The Forestry Code only permits fires in specific cases and when authorized by an environmental entity. In the case of indigenous peoples, the practice is allowed in subsistence farming.

This comes as a leading Brazilian environmentalist warned on Wednesday that the “worst of the fire is yet to come”.

About 80,000 blazes have been detected in Brazil this year – more than half in the Amazon region – although on Saturday, Bolsonaro claimed the situation was “returning to normal”.

“The worst of the fire is still to come,” Tasso Azevedo, a forest engineer and environmentalist who coordinates the deforestation monitoring group MapBiomas, wrote in an article for Brazil’s O Globo newspaper.

Azevedo said many of the areas currently being consumed by flames were stretches of Amazon rainforest that had been torn down in the months of April, May and June. But areas deforested in July and August – when government monitoring systems detected a major surge in destruction – were yet to be torched.

Azevedo called for a ban on the use of fire in the Amazon region until the end of the dry season in November.

He also called for urgent action to end deforestation, which he said was largely illegal and linked to criminal groups involved in timber theft, gold mining and land grabbing.

The Brazilian Amazon lost 1,114.8 sq km – an area equivalent to Hong Kong – in the first 26 days of August, according to preliminary data from the government’s satellite monitoring agency. An area half the size of Philadelphia was reportedly lost in July, reports say.

South American countries will meet next week to discuss the crisis.

Bolsonaro has accepted Chile’s offer of four planes to fight the fires, but he has refused a G7 offer of $22 million following a spat with French President Emmanuel Macron.

The government says it has deployed 44,000 soldiers to seven states to combat the fires. That came after Bolsonaro last week said the authorities did not have the resources to fight the blazes.

 

US ready to fight Amazon fires only in cooperation with Brazil

Washington, Aug. 29 (PTI/AFP): The US is ready and willing to help Brazil fight forest fires in the Amazon, an aide to President Donald Trump said Wednesday, but only if it involves working with the Brazilian government.

On Monday the countries of the G7 — Britain, Canada, France, Germany, Italy, Japan and the United States — pledged 20 million (18 million euros) to tackle blazes engulfing parts of the world’s largest rainforest that is crucial for maintaining a stable global climate.

“The US stands ready to assist Brazil in efforts to combat fires in the Amazon,” National Security Council spokesman Garrett Marquis tweeted late Wednesday.

But the Trump administration prefers a plan that includes discussion with Brazil’s government, he said.

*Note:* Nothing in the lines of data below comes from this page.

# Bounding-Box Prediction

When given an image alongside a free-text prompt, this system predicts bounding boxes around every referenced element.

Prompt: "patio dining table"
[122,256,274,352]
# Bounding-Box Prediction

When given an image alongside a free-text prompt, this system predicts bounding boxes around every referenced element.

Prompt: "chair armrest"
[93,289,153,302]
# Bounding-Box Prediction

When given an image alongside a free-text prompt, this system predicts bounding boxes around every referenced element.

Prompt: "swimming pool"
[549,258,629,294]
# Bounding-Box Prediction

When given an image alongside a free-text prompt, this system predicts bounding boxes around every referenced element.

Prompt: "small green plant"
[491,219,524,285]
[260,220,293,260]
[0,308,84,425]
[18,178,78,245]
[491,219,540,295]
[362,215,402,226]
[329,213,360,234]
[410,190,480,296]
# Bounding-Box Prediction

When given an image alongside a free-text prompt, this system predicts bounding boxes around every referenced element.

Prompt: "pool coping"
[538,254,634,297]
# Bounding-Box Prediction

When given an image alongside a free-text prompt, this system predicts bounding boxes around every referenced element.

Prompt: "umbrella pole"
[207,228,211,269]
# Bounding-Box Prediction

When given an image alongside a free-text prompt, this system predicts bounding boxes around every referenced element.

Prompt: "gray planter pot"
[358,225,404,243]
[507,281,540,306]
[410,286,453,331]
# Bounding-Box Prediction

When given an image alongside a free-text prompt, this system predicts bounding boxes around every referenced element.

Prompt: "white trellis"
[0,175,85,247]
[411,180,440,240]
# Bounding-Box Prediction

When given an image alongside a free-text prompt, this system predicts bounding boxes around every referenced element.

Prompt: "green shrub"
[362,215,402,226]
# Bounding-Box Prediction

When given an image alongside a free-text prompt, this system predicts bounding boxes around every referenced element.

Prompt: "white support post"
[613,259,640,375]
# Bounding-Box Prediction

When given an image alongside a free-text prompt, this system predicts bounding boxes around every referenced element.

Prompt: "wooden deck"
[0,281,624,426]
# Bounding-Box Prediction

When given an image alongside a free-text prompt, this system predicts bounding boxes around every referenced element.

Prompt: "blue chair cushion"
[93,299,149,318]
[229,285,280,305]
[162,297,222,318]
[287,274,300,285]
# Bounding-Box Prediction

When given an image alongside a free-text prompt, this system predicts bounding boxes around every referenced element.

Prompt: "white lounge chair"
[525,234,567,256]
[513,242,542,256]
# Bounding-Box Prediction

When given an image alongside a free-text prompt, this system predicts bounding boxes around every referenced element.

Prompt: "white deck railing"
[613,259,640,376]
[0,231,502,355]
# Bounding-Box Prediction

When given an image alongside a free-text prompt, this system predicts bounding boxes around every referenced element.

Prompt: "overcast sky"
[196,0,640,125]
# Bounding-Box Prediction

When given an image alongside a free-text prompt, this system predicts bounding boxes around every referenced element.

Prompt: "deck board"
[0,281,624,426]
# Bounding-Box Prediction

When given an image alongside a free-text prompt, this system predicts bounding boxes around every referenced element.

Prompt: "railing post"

“We didn’t agree to a G7 initiative that failed to include consultations w/ @jairbolsonaro . The most constructive way to assist w/ Brazil’s ongoing efforts is in coordination w/ the Brazilian Gov.” Bolsonaro has repeatedly clashed with European leaders, especially France’s President Emmanuel Macron, over Brazil’s handling of the Amazon crisis.

Bolsonaro at first rejected the G7’s offer, saying on Tuesday that he would be willing to accept the aid only if Macron withdrew his “insults,” before changing his mind to say Brazil would accept foreign aid on the condition that it controlled the money.

But later on Wednesday, the South American leader fired a fresh salvo, accusing France and Germany of “buying” Brazil’s national sovereignty and throwing into doubt whether his country was still open to accepting the aid funds.

Trump, who met with Bolsonaro at the White House in March, tweeted his “full and complete support” for the Brazilian president Tuesday and praised him for his “very hard” work on the Amazon crisis.

Macron has accused Bolsonaro of lying to him about his commitments on climate change and vowed to block the EU-Mercosur trade deal involving Brazil that took decades to negotiate.

Although about 60 percent of the Amazon is located in Brazil, the vast forest also spreads over parts of either other countries or territories in South America.